Hot on the heady heels of Coincidence of Spies, Exodus of Spies by Brian Landers, the fourth thrilling instalment of his Dylan series, sees MI6 agent Thomas Dylan sent to Angola, where South African troops are gathering to uphold apartheid. He’s been instructed to provide support, though this must be done with the utmost discretion. Meanwhile, a recently-retired, longstanding figure in British Intelligence is killed in the Caribbean and electrifying questions arise around his loyalty, and his connections to Angola, and it falls to Thomas and his wife Julia to disentangle the disorder. I found the novel’s international scope particularly fascinating - Landers has sure done his research to fashion a gripping, authentic-feeling thriller that traverses the globe. Tingling with the intrigue of politics, the torment of betrayal, and question after question after question, this is a complex espionage thriller that will surely entice many readers to immerse themselves in the Dylans’ world in a single satisfying sitting.
From the bestselling author of Lady of Hay, Barbara Erskine‘s The Dream Weavers is a spellbinding saga that spans centuries through a writer’s eerie connections to Anglo-Saxon King Offa and his indomitable daughter. In 2021, writer Simon has decamped to a cottage on the English-Welsh border to finish his book about King Offa. Unsettled by noises in the cottage - a woman’s distant voice, banging on doors in the dead of night - he enlists the help of modern-day mystic Bea. In 775 AD, Eadburh, the youngest daughter of ambitious, aggressive King Offa has inherited her father’s ruthless streak, along with unusual gifts from her mother, and it’s not long before these two time periods and gripping stories are seamlessly interwoven, not least when Simon’s daughter vanishes in our time. While the action is epic, the stakes high, and the historic episodes powerfully evocative, Erskine has an accessible down-to-earth style, with lots of character backstory and side strands feeding into the main narratives. Thronging with mystery, ghostly visions and centuries of secrets, this comes recommended for readers who like historic fiction with meandering intrigue.

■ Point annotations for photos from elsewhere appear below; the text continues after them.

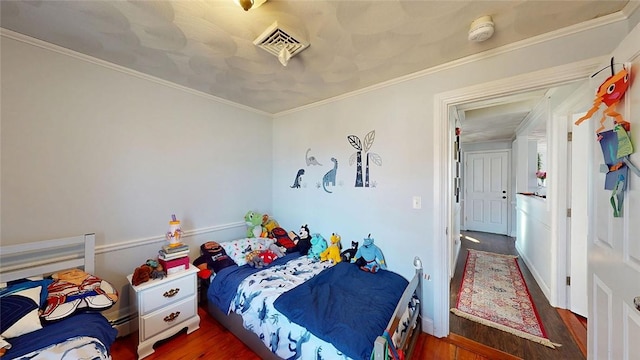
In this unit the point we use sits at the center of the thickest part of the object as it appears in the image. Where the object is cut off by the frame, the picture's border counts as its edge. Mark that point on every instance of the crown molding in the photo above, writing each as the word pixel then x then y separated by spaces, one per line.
pixel 6 33
pixel 622 15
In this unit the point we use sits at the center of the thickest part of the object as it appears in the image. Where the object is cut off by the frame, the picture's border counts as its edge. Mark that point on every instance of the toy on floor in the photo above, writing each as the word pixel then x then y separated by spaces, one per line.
pixel 369 257
pixel 349 253
pixel 213 258
pixel 332 253
pixel 318 245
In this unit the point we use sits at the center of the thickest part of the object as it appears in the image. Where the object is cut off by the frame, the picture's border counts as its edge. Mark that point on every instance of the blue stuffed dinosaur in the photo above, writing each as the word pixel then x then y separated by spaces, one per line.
pixel 369 257
pixel 318 245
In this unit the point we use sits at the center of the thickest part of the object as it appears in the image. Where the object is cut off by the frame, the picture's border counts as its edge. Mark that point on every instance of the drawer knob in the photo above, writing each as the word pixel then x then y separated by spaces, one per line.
pixel 172 316
pixel 171 293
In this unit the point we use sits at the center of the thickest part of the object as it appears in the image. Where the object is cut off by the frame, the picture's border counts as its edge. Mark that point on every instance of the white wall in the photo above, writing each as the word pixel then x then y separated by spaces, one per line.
pixel 87 148
pixel 402 116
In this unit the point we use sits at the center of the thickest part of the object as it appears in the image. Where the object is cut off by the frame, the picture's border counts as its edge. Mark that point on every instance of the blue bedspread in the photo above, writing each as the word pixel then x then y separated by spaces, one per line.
pixel 224 285
pixel 338 293
pixel 82 324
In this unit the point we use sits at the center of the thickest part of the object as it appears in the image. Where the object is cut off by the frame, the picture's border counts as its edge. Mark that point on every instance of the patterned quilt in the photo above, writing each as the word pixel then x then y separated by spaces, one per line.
pixel 254 301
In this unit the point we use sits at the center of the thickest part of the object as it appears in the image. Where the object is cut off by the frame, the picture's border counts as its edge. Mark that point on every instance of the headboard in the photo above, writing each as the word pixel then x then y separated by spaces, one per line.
pixel 46 257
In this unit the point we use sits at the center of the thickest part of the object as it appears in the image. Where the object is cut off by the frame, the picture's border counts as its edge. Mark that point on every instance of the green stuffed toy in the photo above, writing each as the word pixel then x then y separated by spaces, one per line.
pixel 318 245
pixel 254 224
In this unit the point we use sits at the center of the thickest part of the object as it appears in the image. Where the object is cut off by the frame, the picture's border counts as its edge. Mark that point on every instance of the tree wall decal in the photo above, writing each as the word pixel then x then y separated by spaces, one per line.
pixel 356 157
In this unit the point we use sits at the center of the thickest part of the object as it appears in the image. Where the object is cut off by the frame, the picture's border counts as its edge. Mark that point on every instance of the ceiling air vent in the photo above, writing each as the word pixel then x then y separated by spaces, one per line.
pixel 280 42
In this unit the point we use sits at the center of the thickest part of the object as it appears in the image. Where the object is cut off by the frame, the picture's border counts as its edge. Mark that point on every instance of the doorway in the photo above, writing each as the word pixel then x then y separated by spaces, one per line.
pixel 443 189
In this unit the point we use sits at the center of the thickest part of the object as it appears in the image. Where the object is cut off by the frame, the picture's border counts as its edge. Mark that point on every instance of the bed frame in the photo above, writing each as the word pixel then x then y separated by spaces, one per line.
pixel 233 322
pixel 47 257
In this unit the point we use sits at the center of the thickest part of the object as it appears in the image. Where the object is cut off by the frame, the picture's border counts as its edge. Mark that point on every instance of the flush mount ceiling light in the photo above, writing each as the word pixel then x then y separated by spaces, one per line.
pixel 280 42
pixel 481 29
pixel 249 4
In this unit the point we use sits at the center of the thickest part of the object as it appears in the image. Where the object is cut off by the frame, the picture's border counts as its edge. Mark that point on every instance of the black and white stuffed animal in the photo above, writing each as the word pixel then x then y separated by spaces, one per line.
pixel 348 254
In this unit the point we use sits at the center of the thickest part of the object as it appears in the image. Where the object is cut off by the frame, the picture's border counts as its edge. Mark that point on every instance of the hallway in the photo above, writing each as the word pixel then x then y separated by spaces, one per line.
pixel 555 327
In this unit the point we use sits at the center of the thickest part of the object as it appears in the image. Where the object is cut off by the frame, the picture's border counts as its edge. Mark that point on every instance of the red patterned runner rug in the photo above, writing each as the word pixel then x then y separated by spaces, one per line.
pixel 494 293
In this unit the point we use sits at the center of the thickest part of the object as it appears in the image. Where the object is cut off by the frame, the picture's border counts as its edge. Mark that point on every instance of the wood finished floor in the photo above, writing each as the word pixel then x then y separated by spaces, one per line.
pixel 511 344
pixel 213 341
pixel 467 341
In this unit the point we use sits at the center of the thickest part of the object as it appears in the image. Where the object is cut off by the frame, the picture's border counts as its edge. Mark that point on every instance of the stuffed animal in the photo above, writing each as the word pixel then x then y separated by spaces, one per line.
pixel 350 253
pixel 74 290
pixel 283 240
pixel 318 245
pixel 304 240
pixel 213 258
pixel 254 260
pixel 267 256
pixel 332 253
pixel 369 257
pixel 270 244
pixel 254 224
pixel 268 224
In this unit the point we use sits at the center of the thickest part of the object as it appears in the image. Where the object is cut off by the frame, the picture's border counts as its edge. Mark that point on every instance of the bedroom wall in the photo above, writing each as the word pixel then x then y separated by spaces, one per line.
pixel 401 113
pixel 90 148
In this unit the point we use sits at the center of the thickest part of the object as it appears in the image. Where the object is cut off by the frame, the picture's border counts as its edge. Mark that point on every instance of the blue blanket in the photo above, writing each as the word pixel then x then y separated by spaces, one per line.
pixel 82 324
pixel 345 306
pixel 225 284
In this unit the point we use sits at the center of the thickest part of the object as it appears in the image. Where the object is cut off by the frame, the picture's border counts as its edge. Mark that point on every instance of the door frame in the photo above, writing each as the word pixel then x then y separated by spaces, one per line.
pixel 466 183
pixel 443 190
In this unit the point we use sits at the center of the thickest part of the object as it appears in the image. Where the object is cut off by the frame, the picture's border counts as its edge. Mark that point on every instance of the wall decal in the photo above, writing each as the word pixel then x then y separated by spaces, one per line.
pixel 330 177
pixel 311 160
pixel 298 179
pixel 357 156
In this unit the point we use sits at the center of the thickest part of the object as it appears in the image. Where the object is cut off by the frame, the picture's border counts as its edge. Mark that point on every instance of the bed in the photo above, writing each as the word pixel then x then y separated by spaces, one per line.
pixel 299 308
pixel 24 271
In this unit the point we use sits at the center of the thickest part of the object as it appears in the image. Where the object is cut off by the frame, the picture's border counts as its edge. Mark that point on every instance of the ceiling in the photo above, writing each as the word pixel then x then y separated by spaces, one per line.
pixel 208 45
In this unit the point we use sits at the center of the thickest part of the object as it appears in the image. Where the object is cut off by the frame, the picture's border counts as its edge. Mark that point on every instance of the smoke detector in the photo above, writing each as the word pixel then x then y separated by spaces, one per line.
pixel 281 43
pixel 481 29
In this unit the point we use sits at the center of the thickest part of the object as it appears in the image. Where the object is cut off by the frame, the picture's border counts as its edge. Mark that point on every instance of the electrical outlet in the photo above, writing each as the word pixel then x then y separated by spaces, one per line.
pixel 417 202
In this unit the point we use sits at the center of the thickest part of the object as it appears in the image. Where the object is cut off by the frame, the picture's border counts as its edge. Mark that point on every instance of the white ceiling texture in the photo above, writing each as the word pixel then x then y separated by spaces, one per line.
pixel 209 46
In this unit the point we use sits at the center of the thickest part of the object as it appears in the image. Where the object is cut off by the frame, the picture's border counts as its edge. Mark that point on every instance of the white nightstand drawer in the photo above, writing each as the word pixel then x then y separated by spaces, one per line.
pixel 166 294
pixel 167 318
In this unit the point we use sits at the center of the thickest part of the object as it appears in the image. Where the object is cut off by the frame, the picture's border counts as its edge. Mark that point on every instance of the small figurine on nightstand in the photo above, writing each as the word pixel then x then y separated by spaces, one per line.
pixel 175 232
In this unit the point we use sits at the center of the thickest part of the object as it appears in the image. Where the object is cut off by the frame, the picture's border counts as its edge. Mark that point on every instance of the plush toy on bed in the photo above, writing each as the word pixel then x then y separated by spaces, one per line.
pixel 318 245
pixel 254 224
pixel 369 257
pixel 350 253
pixel 304 240
pixel 332 253
pixel 270 244
pixel 268 224
pixel 213 258
pixel 74 290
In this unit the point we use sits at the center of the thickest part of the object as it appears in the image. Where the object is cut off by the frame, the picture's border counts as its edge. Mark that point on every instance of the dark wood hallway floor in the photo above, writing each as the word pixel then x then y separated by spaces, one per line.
pixel 514 345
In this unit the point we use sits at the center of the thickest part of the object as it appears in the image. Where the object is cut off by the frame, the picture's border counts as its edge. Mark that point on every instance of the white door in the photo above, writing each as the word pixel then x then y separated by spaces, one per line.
pixel 614 243
pixel 582 136
pixel 486 185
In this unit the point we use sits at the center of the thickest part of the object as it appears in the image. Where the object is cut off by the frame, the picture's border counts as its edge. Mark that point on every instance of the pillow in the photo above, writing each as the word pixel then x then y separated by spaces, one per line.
pixel 26 284
pixel 238 249
pixel 19 312
pixel 74 290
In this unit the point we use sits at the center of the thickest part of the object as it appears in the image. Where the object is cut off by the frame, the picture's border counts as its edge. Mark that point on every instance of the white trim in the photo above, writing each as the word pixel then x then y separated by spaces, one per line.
pixel 103 249
pixel 441 190
pixel 560 33
pixel 90 59
pixel 622 15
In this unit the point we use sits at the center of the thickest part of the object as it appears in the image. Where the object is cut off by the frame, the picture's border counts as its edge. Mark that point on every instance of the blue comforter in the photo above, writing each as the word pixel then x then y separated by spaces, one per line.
pixel 359 303
pixel 225 284
pixel 82 324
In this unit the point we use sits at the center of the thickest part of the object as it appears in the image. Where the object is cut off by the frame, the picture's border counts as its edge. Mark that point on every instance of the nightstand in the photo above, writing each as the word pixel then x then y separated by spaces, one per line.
pixel 165 306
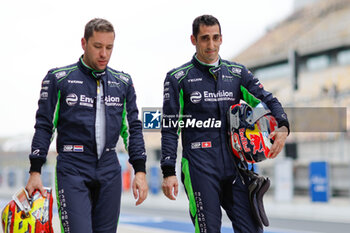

An interesting and immersive book about the undeveloped potential of mushrooms. If our relationship with nature interests you, if you believe that in order to thrive we should live in harmony with nature, then I can highly recommend reading In Search of Mycotopia. Doug Bierend is an American journalist who writes about science and technology, food, education, and how we can live in a sustainable world. Here he looks at the potential of fungi, and we meet a variety of people and ideas that could contribute to our working in harmony with nature. The author challenges the reader throughout this book, he questions our idea of expertise and asks us to look at fungi in a completely new way. The various chapters include a section at the Royal Botanic Gardens, Kew in London where it is clear that amateurs and experts have worked together throughout its history in the study of fungi. This is readable, inclusive, and the big messages that I kept hearing throughout this book, were about bringing people together and working together in order to gain a better relationship with nature. In Search of Mycotopia highlights the importance of fungi in an eloquent and engaging way.